A couple of them duck into a closet and emerge with a robot on wheels that’s at least six-feet-tall. They call the bot “Tote Stallion.” (Its name is based on a joke from a video game, one of the students points out. “I would explain it, but it would take too long,” he says.)
Tote Stallion is the product of Woodrow’s robotics team, otherwise known as the Robocats. Woodrow teacher Brandon Carver formed the team in 2012 shortly after he joined Woodrow’s staff as the head of the engineering department; however, Carver says Woodrow student Joey Hines, who graduated from the STEM academy this year, is the person responsible for the success of the program. Hines was the one who kept it going the first year when the other students gave up after realizing how difficult and time-consuming robotics really is.
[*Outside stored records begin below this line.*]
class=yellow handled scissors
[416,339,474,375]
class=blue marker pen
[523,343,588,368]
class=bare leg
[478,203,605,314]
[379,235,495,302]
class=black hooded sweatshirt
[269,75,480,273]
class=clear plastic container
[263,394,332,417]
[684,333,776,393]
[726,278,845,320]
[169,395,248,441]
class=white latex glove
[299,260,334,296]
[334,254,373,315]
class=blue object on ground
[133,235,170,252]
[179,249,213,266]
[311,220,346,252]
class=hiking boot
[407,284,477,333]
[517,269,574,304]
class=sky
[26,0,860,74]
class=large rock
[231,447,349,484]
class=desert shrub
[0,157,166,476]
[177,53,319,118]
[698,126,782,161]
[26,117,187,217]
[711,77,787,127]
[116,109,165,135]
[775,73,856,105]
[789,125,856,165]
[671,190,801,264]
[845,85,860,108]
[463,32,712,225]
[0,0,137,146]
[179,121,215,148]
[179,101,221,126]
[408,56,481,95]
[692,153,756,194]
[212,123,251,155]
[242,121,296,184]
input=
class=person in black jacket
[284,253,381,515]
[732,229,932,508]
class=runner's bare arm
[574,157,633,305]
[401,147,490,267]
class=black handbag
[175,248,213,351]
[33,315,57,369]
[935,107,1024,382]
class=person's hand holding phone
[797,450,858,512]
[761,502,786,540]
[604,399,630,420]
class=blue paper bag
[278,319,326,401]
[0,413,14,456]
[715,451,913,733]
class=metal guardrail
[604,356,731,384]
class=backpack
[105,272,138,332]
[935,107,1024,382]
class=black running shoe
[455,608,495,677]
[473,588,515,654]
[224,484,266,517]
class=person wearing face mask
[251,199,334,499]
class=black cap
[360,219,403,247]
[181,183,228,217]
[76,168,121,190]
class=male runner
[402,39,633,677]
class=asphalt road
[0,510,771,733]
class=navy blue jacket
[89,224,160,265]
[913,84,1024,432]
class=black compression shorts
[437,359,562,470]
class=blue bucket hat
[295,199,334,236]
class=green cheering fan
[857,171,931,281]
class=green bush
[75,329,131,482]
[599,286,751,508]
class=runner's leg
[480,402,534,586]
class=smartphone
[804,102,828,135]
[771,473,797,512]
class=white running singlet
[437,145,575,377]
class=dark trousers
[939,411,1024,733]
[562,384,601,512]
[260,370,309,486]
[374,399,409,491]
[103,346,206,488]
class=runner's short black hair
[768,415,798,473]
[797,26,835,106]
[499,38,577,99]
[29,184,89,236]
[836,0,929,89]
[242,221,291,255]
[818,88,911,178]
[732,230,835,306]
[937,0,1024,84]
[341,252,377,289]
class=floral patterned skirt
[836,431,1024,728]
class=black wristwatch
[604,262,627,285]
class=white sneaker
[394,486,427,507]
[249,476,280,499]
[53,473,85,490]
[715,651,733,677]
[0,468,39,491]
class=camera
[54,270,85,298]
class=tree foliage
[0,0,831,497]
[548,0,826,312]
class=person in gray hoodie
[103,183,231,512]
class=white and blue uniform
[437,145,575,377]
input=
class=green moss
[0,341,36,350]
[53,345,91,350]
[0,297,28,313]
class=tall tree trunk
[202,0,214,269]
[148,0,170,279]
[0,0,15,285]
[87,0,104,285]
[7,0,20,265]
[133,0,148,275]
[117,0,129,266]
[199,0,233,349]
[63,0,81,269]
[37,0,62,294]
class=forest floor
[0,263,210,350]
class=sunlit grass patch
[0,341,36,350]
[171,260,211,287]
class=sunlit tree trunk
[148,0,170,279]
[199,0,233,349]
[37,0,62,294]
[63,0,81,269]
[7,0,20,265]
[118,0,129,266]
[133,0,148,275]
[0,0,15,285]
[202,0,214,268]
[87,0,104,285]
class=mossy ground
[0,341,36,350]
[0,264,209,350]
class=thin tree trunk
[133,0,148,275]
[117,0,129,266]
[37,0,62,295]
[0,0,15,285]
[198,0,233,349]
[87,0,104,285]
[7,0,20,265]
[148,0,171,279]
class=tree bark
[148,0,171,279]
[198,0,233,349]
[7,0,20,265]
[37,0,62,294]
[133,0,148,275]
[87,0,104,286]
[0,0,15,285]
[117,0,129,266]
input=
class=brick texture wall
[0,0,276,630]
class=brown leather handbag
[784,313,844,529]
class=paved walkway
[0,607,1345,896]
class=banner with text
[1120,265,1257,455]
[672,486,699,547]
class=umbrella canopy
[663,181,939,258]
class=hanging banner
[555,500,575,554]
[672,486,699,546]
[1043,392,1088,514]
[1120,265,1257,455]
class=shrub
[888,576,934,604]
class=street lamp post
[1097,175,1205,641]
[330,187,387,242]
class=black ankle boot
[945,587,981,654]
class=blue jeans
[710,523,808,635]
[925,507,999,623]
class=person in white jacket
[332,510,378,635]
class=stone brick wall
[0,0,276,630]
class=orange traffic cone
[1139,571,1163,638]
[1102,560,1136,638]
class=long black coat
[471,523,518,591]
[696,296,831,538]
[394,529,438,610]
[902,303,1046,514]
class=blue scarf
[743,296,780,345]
Eventually it caught on, and now every year the Robocats build two robots out of metal, cardboard, PVC pipe, wire, circuit boards and other material or gadgets. The robots are constructed for state and national competitions to achieve a certain task, such as stacking totes or tossing a large ball through a hoop. The students have to create a robot that can perform the task as efficiently as possible. Then they compete against other schools — with intensity.
In their very first competition, the Woodrow team placed sixth, which isn’t bad considering most of their robots are primarily made of PVC pipe and cardboard while other schools have fancy metalwork, and they later placed third place in BEST.
In three short years, Robocats has become a lifeline for some Woodrow students who otherwise wouldn’t have an avenue to show off their unique talents and skillsets.

“They identify as the robotics team,” Carver explains. “And from a teacher perspective, I’ve seen certain students develop identity through the team. The students come here and build robots together, and it’s usually a group that wouldn’t find an identity anywhere else. At least this exists. If this didn’t exist, what would you do?”
“Probably just go home after school like I did freshman year and not like going to school,” Hines replies.
“You didn’t like going to school?” Carver asks.
“No,” Hines says. “I wanted to be in engineering, but I went to class my freshman year and people didn’t want to be there. I didn’t really feel like I identified with the school. My sophomore year, Mr. Carver and Mr. [Jeremy] Turner came, and they completely changed the engineering department.”
But students don’t have to be engineering students or technology whizzes to earn the right to hang out with the Robocats. The team welcomes anyone who wants to learn.

“We often don’t have enough people who can do stuff beyond just building the robot,” Hines says. “Maybe you know how to build a website or design a logo or paint? We try to emphasize that anyone can come, regardless of how much they know or don’t know, and hopefully they’ll learn something once they get here.”